Ela conta que com os alunos mais velhos trabalha, por exemplo, o vocabulário próprio da comunidade. Com os mais novos, utiliza-se da literatura infantil para contar histórias sobre a África. Ano passado, inclusive, uma mulher quilombola foi pessoalmente contar para as crianças sobre a origem do quilombo.
Além disso, pretendem desenvolver o projeto Sabores da Terra para abordarem as origens da alimentação quilombola e seu cultivo. Na merenda da escola, inclusive, já incorporaram abóbora, aipim, carne-seca, e muitas frutas.
Para as apresentações dos alunos em festas da escola, os pequenos aprendem um pouco mais sobre músicas e danças africanas. Na última, convidaram um grupo africano para fazer uma apresentação.
“Trabalhamos com esses elementos para reforçar a identidade negra É comum eu receber pais que dizem que o filho é pardo, que é moreno, ao invés de dizer negro. Queremos valorizar a identidade dessas crianças para elas saberem que são importantes”, diz a diretora.
“Queremos valorizar a identidade dessas crianças para elas saberem que são importantes”, diz a diretora Ana Rogéria
Ela ressalta que nada disso seria possível sem o comprometimento das dezenas de professores que lá trabalham. Ao chegarem, os docentes passam por uma sensibilização ao tema, estudam o Projeto Político Pedagógico (PPP) da escola e as Diretrizes da Educação Quilombola, além de receberem cursos de formação continuada.
“De nada adiantaria criar um PPP se os professores não levassem a sério. Mas eles querem fazer mais pela cultura, querem estudar, conhecer, e levar isso para as crianças”, comemora Ana Rogéria.
Mas todo esse empenho em valorizar a cultura afro-brasileira não vem sem alguma resistência. A escola, aberta à comunidade, recebe muitos alunos de fora do quilombo, e algumas famílias não entendem o projeto de educação em vigor, e “acham que só ensinam macumba”, como conta a diretora, e acabam tirando os filhos da escola.
“Eu sou negra, e sei a importância de valorizar nossa história. Por meio do estudo, porque a nossa cultura ficou adormecida por muito tempo no ambiente escolar, as crianças pequenas vão poder conhecer a nossa bonita história, que nós não vamos deixar morrer”, diz Ana Rogéria.
A escola quilombola de São Pedro da Aldeia, no entanto, enfrenta um problema comum a muitas outras: a falta de continuidade para as demais etapas de ensino.
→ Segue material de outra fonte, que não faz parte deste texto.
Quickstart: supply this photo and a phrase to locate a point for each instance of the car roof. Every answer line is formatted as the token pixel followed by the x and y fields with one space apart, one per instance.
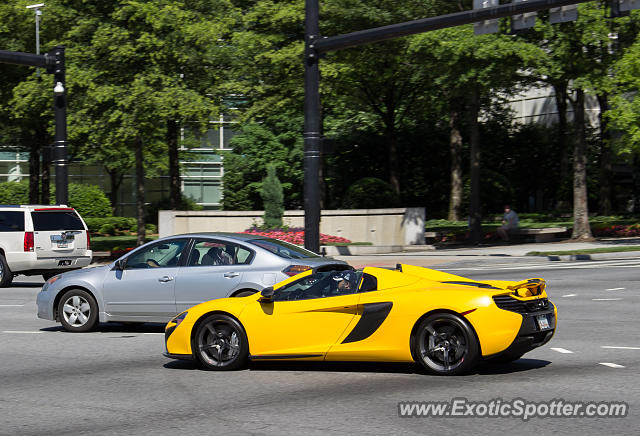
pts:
pixel 238 236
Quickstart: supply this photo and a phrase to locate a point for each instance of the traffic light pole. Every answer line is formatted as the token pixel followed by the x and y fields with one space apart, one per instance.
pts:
pixel 316 45
pixel 54 62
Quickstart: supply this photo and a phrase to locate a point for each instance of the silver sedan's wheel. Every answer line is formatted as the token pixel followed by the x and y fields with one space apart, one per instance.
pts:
pixel 446 345
pixel 78 311
pixel 6 276
pixel 221 343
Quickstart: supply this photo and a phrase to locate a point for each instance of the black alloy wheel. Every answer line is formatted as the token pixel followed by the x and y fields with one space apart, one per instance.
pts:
pixel 445 344
pixel 220 343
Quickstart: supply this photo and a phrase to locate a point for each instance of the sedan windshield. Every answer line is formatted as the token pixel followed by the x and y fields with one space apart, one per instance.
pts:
pixel 284 249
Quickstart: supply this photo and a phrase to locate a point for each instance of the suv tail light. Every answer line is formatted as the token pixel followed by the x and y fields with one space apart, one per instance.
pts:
pixel 28 241
pixel 292 270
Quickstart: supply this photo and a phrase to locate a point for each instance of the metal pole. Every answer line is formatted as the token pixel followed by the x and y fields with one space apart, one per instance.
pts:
pixel 312 129
pixel 60 141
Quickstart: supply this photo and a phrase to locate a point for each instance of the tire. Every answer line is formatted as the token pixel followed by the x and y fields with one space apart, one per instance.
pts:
pixel 220 343
pixel 78 311
pixel 445 344
pixel 6 276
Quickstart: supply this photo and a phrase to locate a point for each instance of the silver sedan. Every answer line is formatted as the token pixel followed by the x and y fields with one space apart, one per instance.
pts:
pixel 160 279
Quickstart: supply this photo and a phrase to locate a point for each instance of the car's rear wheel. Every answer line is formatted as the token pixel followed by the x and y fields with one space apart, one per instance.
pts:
pixel 78 311
pixel 6 276
pixel 445 344
pixel 220 343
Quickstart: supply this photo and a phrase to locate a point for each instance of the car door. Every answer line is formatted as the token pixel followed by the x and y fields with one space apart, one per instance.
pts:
pixel 305 319
pixel 213 270
pixel 144 289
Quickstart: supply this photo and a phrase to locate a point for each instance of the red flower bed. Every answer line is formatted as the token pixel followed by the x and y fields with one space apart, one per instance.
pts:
pixel 617 230
pixel 294 236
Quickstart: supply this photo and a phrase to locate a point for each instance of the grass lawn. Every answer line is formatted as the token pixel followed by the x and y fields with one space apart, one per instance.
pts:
pixel 585 251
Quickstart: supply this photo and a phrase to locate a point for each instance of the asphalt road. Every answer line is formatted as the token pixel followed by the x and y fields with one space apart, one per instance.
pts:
pixel 116 381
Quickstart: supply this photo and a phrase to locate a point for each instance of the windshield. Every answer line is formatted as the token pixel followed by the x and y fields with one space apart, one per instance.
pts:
pixel 284 249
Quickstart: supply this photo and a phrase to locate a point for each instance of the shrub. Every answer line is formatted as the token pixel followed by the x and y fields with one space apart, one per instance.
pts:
pixel 14 192
pixel 273 198
pixel 369 193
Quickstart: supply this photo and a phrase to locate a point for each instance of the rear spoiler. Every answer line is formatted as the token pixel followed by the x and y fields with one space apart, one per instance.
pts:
pixel 528 288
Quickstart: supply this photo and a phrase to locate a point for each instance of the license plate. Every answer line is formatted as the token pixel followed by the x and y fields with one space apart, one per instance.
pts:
pixel 543 322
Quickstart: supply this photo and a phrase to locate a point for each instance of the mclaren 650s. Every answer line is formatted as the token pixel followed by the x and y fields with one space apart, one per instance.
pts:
pixel 444 322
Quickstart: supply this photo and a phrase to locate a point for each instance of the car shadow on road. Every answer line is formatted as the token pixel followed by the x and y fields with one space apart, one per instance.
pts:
pixel 114 327
pixel 372 367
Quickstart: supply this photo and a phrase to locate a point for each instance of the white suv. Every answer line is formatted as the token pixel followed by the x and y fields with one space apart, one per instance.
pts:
pixel 44 240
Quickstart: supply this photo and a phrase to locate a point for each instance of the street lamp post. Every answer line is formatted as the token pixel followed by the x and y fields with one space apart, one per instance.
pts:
pixel 60 157
pixel 36 9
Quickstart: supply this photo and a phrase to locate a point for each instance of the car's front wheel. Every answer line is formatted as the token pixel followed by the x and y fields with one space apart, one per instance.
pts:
pixel 6 276
pixel 220 343
pixel 78 311
pixel 445 344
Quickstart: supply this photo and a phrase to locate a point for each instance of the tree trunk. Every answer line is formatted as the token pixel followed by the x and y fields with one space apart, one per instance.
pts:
pixel 175 195
pixel 140 206
pixel 560 91
pixel 606 165
pixel 581 229
pixel 475 215
pixel 34 173
pixel 392 141
pixel 455 147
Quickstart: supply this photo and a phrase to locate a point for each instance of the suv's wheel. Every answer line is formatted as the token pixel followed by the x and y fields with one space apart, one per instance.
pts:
pixel 78 311
pixel 220 343
pixel 6 276
pixel 445 344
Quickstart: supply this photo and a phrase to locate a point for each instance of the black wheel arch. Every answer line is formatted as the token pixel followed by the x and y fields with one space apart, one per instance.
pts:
pixel 412 338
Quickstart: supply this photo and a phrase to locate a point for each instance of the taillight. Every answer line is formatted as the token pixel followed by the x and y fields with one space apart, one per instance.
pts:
pixel 292 270
pixel 28 241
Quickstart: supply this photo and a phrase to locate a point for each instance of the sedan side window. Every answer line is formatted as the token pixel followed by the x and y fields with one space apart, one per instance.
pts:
pixel 161 255
pixel 211 252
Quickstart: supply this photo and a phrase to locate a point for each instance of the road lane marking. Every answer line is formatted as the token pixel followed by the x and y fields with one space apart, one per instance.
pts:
pixel 21 332
pixel 611 365
pixel 562 350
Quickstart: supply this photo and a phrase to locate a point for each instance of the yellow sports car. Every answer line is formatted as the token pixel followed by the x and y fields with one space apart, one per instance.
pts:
pixel 445 322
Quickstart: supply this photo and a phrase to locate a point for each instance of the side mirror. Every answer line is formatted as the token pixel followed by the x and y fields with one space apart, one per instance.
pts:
pixel 266 296
pixel 120 264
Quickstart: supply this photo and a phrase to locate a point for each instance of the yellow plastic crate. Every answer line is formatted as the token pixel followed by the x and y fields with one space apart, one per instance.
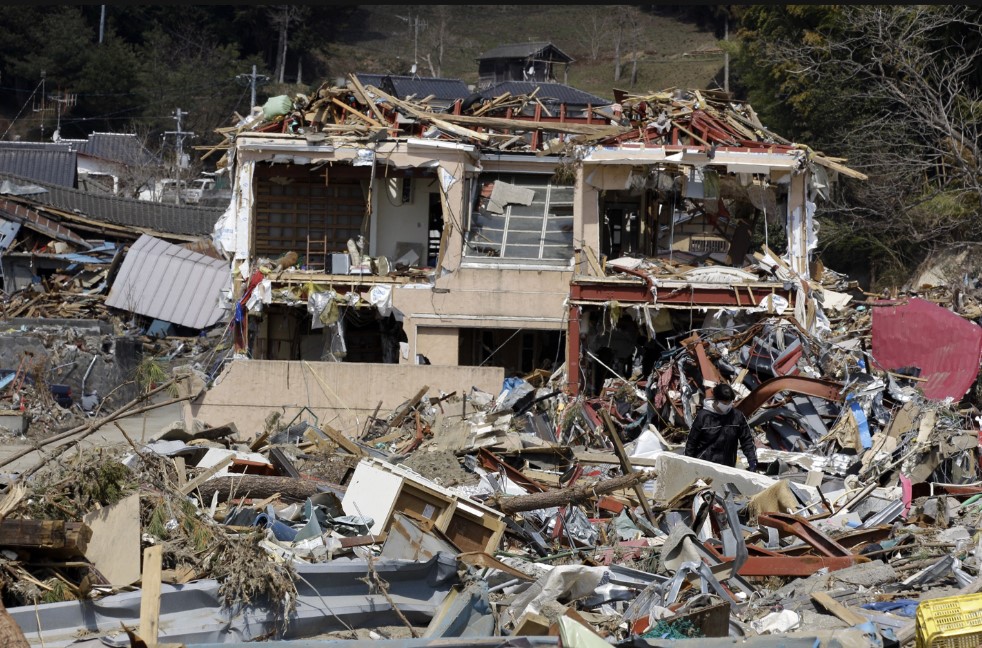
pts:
pixel 951 622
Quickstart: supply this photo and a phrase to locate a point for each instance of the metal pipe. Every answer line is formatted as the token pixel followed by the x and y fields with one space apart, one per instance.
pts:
pixel 87 371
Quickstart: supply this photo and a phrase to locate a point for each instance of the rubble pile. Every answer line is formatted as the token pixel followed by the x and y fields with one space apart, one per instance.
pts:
pixel 594 501
pixel 533 512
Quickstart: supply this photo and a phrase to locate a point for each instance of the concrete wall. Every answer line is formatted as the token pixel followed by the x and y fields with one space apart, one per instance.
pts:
pixel 441 346
pixel 480 298
pixel 342 395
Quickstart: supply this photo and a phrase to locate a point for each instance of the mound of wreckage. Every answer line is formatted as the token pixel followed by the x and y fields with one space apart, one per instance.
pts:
pixel 556 509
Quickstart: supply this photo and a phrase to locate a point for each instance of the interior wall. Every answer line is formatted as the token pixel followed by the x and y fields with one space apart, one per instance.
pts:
pixel 402 222
pixel 439 344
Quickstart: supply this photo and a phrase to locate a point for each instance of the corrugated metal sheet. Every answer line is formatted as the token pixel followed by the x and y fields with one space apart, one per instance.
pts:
pixel 129 212
pixel 556 93
pixel 522 50
pixel 54 165
pixel 946 348
pixel 330 596
pixel 124 148
pixel 170 283
pixel 447 90
pixel 35 221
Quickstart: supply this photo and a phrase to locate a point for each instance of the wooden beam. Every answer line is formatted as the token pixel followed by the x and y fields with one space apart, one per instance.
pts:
pixel 342 441
pixel 150 597
pixel 364 95
pixel 357 113
pixel 439 121
pixel 626 463
pixel 71 537
pixel 205 476
pixel 823 600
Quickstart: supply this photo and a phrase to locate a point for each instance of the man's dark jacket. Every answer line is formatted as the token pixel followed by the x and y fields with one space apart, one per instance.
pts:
pixel 714 437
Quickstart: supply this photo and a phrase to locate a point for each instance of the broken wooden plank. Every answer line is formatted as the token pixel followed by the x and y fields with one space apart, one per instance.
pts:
pixel 258 487
pixel 150 595
pixel 11 636
pixel 438 121
pixel 823 600
pixel 366 98
pixel 626 463
pixel 342 441
pixel 404 411
pixel 357 113
pixel 282 463
pixel 575 495
pixel 69 537
pixel 206 475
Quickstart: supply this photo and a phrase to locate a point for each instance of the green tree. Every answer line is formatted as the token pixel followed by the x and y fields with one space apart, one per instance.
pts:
pixel 896 90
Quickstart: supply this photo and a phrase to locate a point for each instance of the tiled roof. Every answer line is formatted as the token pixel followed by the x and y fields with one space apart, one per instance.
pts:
pixel 555 93
pixel 124 148
pixel 170 283
pixel 522 50
pixel 52 164
pixel 129 212
pixel 448 90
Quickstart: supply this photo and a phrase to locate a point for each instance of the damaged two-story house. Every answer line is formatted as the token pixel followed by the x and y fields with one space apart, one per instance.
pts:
pixel 366 228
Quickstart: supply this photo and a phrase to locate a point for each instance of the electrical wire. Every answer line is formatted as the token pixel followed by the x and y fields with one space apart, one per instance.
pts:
pixel 14 120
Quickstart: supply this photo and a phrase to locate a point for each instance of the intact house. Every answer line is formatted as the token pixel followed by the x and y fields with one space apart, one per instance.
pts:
pixel 540 61
pixel 451 250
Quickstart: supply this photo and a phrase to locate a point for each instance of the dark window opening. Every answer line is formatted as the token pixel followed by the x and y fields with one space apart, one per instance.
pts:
pixel 300 209
pixel 519 352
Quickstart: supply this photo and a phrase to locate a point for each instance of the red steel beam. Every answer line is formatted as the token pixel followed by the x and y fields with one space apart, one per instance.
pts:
pixel 695 296
pixel 573 375
pixel 708 370
pixel 797 566
pixel 800 528
pixel 764 562
pixel 827 389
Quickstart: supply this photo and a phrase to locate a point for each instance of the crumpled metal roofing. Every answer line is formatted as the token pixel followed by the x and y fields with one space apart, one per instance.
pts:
pixel 128 212
pixel 330 596
pixel 170 283
pixel 53 165
pixel 548 93
pixel 946 348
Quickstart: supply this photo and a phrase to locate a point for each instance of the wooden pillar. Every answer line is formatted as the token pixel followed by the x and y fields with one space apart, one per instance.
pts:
pixel 573 378
pixel 797 226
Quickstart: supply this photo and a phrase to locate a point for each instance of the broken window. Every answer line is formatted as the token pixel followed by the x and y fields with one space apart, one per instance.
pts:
pixel 522 217
pixel 294 203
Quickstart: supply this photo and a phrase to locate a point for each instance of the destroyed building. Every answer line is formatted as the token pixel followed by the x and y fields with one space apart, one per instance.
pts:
pixel 522 312
pixel 481 235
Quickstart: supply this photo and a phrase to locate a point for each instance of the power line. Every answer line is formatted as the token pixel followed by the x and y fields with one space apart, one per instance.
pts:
pixel 11 124
pixel 253 79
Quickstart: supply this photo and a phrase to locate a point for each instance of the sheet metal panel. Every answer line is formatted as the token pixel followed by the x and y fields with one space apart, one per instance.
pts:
pixel 170 283
pixel 945 347
pixel 330 596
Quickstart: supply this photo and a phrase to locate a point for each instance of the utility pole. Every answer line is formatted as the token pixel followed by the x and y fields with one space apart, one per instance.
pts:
pixel 66 99
pixel 253 80
pixel 726 55
pixel 179 136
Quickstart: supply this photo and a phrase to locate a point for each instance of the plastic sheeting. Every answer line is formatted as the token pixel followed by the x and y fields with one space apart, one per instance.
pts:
pixel 945 347
pixel 330 596
pixel 231 233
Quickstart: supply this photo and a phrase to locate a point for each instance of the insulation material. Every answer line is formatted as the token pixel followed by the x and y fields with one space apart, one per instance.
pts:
pixel 231 234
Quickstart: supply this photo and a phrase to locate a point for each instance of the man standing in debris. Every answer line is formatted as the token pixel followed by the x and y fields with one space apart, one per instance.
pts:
pixel 717 430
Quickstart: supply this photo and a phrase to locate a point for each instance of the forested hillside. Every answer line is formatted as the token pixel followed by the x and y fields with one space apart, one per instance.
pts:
pixel 154 59
pixel 895 89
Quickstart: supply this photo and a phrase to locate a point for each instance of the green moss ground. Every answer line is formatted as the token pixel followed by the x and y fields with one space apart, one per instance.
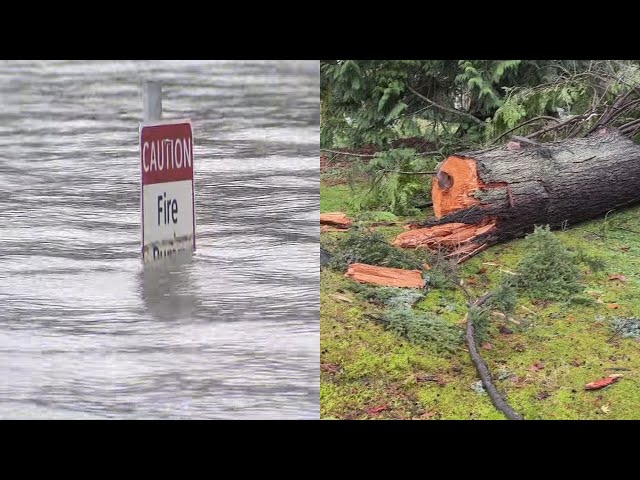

São raras as unidades que ofertam Ensino Fundamental II e Médio. Uma delas fica em Palmas, no interior do Paraná.
Inaugurado em 2009, o Colégio Estadual Quilombola Maria Joana Ferreira recebe 460 estudantes, e também trabalha os conteúdos regulares do currículo junto aos saberes e culturas africanas e do quilombo.
Em relação às matrículas em escolas quilombolas, o Ensino Médio concentra apenas 5,9% enquanto o Fundamental corresponde a 68,5%, segundo o estudo Educação Escolar Quilombola no Censo da Educação Básica, do Instituto de Pesquisa Econômica Aplicada (Ipea), de 2015.
“Nós, negros, já passamos tempo demais sem vez, sem voz. Agora vamos mostrar que somos capazes, sujeitos de nossa própria história”, diz Rosemary Ferreira da Silva Câmara, diretora do colégio. “E ter escolas quilombolas é fundamental para isso, e não significa que estamos nos excluindo, como dizem, até porque o quilombo hoje é composto por várias etnias, acolhemos a todos”, afirma.
A diretora também conta que promover intercâmbios culturais é um dos principais objetivos da escola, e que costumam visitar outros espaços e cidades vizinhas. Em breve, por exemplo, os estudantes irão conhecer uma comunidade indígena para ensinar a mankala, um jogo africano para aprender matemática.
Dentro da escola, procuram trabalhar o racismo e outras questões por meio do resgate da autoestima e da ancestralidade, mostrando sua riqueza cultural. Sobre a importância destas ações, Rosemary sintetiza: “Queremos nossos direitos, ter visibilidade na sociedade e diante do poder público, porque ainda temos muito preconceito e racismo no Brasil.”